Harsh critics of Syria have just recently began to change course in their rhetoric. They realize that nothing can be done in Lebanon without the help of Syria. This was especially true when Syria's proxies in Lebanon scored a thundering victory in May over the Saudi-backed pro-US March 14 coalition.

Although the price was 82 dead on the streets of Beirut - a high price indeed for the Lebanese - it nevertheless produced the Doha agreement, which has restored a certain degree of normalcy to Lebanon. But that agreement seemed to be tailor-made for the Syrians. They got all that they had been asking for. Hezbollah's arms were not discussed and the Hezbollah-led opposition got a greater amount of seats - and veto power - in the new Lebanese cabinet.

Pro-Syrian figures were brought back to government and Michel Suleiman, a pro-Syrian general, was made president, rather than the formerly anti-Syrian Michel Aoun, or candidates from March 14. One of the Lebanese leaders who realized that Syria was getting the upper hand after May was Walid Jumblatt.

In late July, he gave a interview to Lebanese TV, admitting, "We forgot Hariri and focused on taking revenge under the slogan of justice, and this sequestered the March 14 group into an isolationist position. That was a fatal mistake." He added, "We fiercely attacked the Syrian regime and forgot our Arab discourse," claiming, "A divorce is impossible, and we met in Doha."

He also said he had gone to Washington and asked Secretary of State Condoleezza Rice to help topple the Syrian regime. When she said it was behavior change, rather than regime change, that was on America's mind, he backed out, claiming it became clear that a stand-off with Syria was not in Lebanon's best interests, since the Assad administration in Damascus was not - as he had wished for in 2005 - beginning its long march into history.

Jumblatt also reportedly met the recently liberated from Israel Druze leader Samir Qantar and said, "There is no protection for us [the Druze], and neither honor nor future, away from Damascus. Here you are and here is [my son] Taymour. You both represent the future of the [Druze] mountain and that of the Druze in the region. You both can mend what happened. All men make mistakes."
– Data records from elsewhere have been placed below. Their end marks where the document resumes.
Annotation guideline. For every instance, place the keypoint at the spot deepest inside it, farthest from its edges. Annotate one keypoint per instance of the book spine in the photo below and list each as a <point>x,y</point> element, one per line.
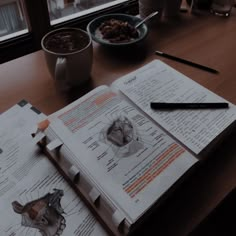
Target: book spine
<point>112,218</point>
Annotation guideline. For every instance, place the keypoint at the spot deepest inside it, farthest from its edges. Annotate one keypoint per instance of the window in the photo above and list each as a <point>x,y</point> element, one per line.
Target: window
<point>12,19</point>
<point>63,10</point>
<point>23,23</point>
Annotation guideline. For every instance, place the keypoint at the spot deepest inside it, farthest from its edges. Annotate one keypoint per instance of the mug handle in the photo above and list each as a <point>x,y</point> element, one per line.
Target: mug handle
<point>60,68</point>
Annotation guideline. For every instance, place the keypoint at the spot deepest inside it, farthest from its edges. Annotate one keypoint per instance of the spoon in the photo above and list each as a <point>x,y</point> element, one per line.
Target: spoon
<point>145,19</point>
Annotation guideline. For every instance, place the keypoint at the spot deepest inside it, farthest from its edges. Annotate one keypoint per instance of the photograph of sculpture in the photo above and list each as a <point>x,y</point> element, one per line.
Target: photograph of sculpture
<point>44,214</point>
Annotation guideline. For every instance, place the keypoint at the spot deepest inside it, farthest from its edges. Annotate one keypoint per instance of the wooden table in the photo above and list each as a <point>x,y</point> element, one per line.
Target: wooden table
<point>206,39</point>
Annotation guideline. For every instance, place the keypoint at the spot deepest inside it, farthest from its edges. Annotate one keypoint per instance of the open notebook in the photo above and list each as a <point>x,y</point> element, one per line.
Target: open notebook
<point>123,157</point>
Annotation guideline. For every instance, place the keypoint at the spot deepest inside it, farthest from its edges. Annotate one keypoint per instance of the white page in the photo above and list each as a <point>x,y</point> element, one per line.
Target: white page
<point>157,82</point>
<point>28,177</point>
<point>133,159</point>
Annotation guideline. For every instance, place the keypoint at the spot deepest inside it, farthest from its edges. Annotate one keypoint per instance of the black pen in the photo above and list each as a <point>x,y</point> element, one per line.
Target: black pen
<point>187,62</point>
<point>171,106</point>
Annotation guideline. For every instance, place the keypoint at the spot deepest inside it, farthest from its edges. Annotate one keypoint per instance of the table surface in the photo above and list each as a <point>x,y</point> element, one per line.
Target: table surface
<point>204,38</point>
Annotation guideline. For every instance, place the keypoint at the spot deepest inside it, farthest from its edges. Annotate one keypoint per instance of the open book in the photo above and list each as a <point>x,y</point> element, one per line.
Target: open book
<point>122,156</point>
<point>35,200</point>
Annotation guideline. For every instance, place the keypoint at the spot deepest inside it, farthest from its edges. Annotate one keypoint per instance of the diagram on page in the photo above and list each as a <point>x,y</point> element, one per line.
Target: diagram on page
<point>122,135</point>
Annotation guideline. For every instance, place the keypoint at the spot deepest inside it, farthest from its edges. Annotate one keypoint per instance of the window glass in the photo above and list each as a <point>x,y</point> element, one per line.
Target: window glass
<point>12,19</point>
<point>62,10</point>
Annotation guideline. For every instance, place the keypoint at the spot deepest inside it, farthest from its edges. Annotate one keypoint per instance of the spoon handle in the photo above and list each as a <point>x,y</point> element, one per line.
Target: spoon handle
<point>146,18</point>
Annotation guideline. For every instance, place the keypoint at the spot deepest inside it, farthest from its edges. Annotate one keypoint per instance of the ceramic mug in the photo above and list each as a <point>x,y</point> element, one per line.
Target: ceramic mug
<point>69,56</point>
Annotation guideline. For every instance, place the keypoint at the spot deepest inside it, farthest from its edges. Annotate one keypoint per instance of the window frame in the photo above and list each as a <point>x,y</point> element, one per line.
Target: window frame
<point>38,26</point>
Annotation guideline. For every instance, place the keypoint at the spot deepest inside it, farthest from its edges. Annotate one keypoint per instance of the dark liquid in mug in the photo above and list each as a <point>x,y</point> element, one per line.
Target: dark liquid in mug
<point>66,41</point>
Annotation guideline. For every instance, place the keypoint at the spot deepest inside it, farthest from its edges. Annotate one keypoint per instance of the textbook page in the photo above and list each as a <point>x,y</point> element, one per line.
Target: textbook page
<point>158,82</point>
<point>34,199</point>
<point>125,155</point>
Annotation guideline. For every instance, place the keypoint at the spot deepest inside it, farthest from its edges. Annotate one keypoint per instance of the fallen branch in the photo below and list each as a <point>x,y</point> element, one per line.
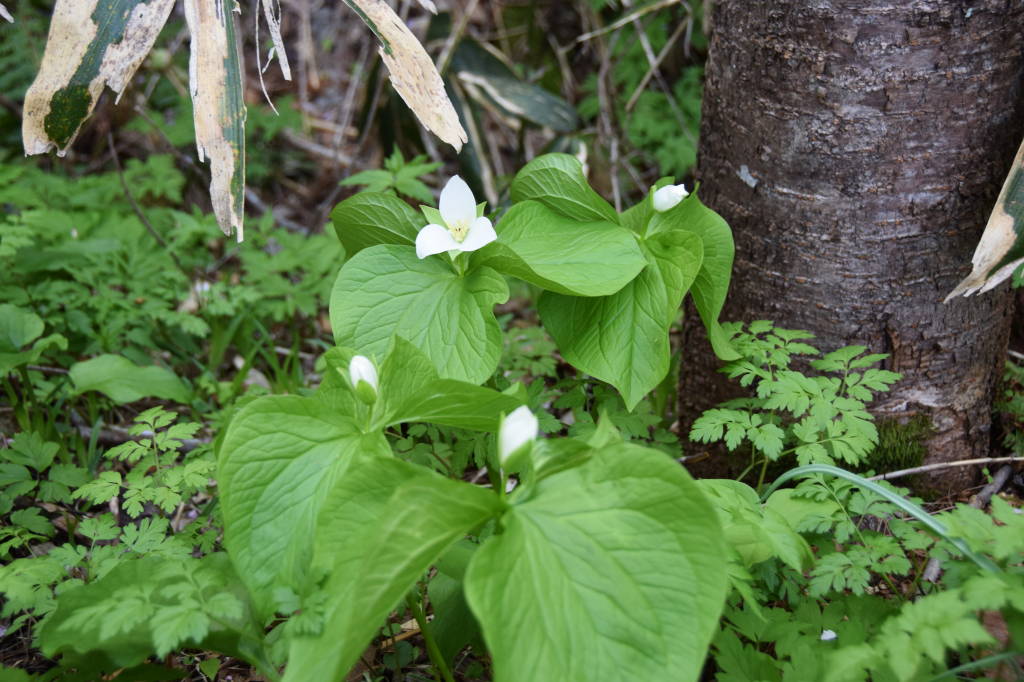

One of the finest comments about the new mood in Damascus - thanks to the American loopholes - was made on Syriacomment, a website run by Syrian specialist Joshua Landis of Oklahoma University. A Syrian reader who lived abroad and had just returned for the summer holidays in Syria, wrote:
I found people going about their daily lives as they did before, but this time with a strong sense of Syrian pride of standing together and surviving the storm that was hatched in the dark alleys of the White House. The feeling was that the whole world conspired against them and the Syrians finally won; and the lines at the foreign embassies for Syrian visa seekers have, all of the sudden, disappeared. Syrians are now very happy to have their country still in one piece, prosperous (in relative terms) dignified, and the envy of their neighbors.
He then reported that his Syrian driver, a devote Muslim, was naming his twin boys Ishak and Elias, a Jewish and a Christian name, "I want to make sure that my children grow up in Syria with names that keep reminding them of our diverse nation; this is Syria not Saudi Arabia." That, he added, was how enthusiastic the Syrians were for peace and change.

So the US loopholes created many peace seekers among Syria's 18 million, led Israeli radicals like Mofaz to insist on peace with Damascus, and positioned Syria as a problem-solver in Iran, Lebanon and Iraq.

Yitzhak Rabin was right after all.

Sami Moubayed is a Syrian political analyst.